Son olarak manipülatif kapitalist politikacıların aldatıcı bir şekilde teşvik ettiği korku iklimini meşrulaştırmak yerine şeyhler ve imamlarımız cesaret ve liderlik örneği sergilemeli, ümmete dinimize yapılan bu saldırılar karşısında nasıl cesur ve sağlam durulacağını göstermeli ve temeli itibariyle laikliğin başarısız bir ideoloji olduğu gerçeğini ortaya koymalıdırlar.

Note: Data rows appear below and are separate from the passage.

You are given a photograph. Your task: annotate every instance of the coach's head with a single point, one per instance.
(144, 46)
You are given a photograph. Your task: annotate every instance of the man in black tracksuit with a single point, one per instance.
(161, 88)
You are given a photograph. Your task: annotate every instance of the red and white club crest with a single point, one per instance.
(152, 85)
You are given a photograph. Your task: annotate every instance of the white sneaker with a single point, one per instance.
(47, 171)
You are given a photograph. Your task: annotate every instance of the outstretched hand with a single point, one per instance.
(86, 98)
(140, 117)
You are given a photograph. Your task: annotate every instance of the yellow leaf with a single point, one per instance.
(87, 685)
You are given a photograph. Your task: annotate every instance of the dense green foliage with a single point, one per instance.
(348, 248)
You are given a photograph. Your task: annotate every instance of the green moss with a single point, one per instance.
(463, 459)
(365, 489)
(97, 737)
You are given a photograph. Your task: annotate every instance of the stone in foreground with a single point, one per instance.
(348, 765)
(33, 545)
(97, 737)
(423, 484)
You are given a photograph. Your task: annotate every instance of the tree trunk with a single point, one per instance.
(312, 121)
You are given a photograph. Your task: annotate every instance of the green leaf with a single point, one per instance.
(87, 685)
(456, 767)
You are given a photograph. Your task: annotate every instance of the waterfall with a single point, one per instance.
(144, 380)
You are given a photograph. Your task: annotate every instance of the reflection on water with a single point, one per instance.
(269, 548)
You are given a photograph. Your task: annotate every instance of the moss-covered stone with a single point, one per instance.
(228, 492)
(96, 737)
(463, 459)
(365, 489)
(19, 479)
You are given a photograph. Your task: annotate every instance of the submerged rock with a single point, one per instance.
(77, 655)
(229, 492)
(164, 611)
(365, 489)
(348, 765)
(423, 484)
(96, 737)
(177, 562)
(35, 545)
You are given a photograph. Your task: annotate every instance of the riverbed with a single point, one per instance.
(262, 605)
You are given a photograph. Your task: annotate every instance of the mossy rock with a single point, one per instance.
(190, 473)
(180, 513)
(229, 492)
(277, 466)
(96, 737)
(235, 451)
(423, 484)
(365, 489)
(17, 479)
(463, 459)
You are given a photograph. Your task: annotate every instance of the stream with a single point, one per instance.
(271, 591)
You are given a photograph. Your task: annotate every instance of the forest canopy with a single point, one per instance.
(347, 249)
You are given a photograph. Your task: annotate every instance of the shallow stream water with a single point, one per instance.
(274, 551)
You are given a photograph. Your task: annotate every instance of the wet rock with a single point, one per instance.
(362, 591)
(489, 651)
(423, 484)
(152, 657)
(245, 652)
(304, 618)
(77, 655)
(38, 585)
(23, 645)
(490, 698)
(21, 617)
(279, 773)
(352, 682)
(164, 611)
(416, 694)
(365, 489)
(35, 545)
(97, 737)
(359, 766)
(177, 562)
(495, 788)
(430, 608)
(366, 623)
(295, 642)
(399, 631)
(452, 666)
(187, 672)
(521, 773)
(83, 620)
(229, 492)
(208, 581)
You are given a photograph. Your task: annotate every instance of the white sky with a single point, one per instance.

Müslümanların siyasi çözümler dâhil olmak üzere İslam ideolojisine sımsıkı tutunması gerektiğini öğretmeliler, Müslüman topluluğunu, çıkar elde etmek veya zararı def etmek bahanesiyle haramın helal hale gelmesi düşüncesi gibi İslam’a aykırı değerleri benimsemekten korumaya çalışmalıdırlar.
Sonuçta İslam ümmeti, tevekkül ümmetidir. Dolayısıyla laikliğin aldatıcı silahı olan korku, Allah’a tevekkülün önüne geçmemelidir.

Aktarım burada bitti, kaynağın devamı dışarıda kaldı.